Kiss XIX, by Johannes Secundus

Kiss XIX

Why wing your flight, ye bees! From flow'r to flow'r?
Why, toiling thus, collect the luscious store
From blossom'd thyme empurpling all the ground?
From the rich anise breathing odours round?
Why sip the vernal vi'let's nectar'd dew?
Or spoil the fragrant rose of blushing hue?
Fly to the lips, ye wantons! Of my fair;
And gather all your balmy treasures there;
Thence catch the fragrance of the blushing rose;
Thence sip that dew which from the vi'let flows;
Thence the rich odours of the anise steal;
And thence the blossom'd thyme's perfume inhale:
Lips! Where those tears in genuine moisture dwell,
That from Narcissus self-enamour'd fell;
Lips! Deeply-ting'd with Hyacinthus' blood,
Which, with the tears in one commingled flood,
Impregnating the fertile womb of earth,
First gave the variegated flow'r its birth:
Soon, by the nectar'd show'rs that heav'n bestow'd,
With fanning gales, the motley offspring blow'd:
For drops of blood, lo! Crimson streaks appear;
And streaks uncolour'd for each lucid tear.   But still, ye bees well-favour'd! Grateful prove;
Let no unkind refusals pay my love,
If e'er I claim (what's sure my rightful due)

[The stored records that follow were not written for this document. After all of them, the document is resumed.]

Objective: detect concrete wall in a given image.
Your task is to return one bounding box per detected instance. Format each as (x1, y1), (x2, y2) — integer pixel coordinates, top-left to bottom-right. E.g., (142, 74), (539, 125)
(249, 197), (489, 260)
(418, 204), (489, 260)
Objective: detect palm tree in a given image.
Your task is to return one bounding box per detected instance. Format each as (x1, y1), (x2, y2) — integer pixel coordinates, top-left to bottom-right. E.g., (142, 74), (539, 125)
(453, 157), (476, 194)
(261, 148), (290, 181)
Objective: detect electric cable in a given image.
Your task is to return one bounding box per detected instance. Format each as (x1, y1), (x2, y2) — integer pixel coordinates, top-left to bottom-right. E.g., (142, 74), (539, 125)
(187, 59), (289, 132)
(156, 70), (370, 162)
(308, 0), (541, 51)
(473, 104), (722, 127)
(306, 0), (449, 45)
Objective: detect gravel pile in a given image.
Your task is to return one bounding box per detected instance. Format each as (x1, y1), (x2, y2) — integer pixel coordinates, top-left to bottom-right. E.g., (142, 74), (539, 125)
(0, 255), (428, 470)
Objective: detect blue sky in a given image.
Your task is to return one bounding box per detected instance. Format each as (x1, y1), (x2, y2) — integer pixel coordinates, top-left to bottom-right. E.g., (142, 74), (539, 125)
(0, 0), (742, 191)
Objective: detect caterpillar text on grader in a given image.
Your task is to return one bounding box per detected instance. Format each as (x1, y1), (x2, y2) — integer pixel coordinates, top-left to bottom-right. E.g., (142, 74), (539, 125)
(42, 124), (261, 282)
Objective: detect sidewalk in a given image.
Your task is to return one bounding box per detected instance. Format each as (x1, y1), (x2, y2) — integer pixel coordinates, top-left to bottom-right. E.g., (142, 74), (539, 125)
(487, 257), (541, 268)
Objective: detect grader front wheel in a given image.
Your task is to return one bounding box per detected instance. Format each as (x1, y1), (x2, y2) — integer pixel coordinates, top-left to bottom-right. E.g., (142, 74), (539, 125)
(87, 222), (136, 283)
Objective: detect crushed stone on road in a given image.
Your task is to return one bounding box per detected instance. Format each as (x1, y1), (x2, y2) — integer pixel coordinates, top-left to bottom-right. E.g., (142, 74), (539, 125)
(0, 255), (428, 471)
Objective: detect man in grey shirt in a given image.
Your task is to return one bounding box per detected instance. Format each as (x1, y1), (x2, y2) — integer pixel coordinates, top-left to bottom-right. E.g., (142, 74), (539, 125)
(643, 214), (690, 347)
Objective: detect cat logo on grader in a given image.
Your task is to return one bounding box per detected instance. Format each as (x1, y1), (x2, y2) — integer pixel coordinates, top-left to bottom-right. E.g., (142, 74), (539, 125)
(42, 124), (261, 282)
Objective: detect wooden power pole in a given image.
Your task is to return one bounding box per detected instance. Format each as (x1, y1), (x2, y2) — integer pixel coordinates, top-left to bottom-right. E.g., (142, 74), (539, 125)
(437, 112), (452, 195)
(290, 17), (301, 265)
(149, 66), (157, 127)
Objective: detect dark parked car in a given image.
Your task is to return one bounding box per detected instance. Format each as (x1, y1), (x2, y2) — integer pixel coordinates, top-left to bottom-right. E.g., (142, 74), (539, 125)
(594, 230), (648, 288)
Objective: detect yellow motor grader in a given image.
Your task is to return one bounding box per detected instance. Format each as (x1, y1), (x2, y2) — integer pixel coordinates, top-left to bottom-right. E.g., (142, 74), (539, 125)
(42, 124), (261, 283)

To share those lips, those honied lips! With you:
Nor suck insatiate all their balm away,
And to your bursting cells the sweets convey:
Lest, when to cool my fever'd lips I try,
Neæ ra's lips no cooling dews supply;
Then shall I justly reap the sad reward
Of what misguided confidence declar'd.   And, oh! To wound her tender lips forbear;
Or dread the fatal vengeance of the fair:
Tho' sharp your stings, her eyes can scatter round
Darts that with more tormenting stings may wound!
Nor, as ye sip, inflict the slightest pain,
For unreveng'd the wrong will ne'er remain;
But gently gather, from those precious rills,
Th' ambrosial drops each humid lip distils.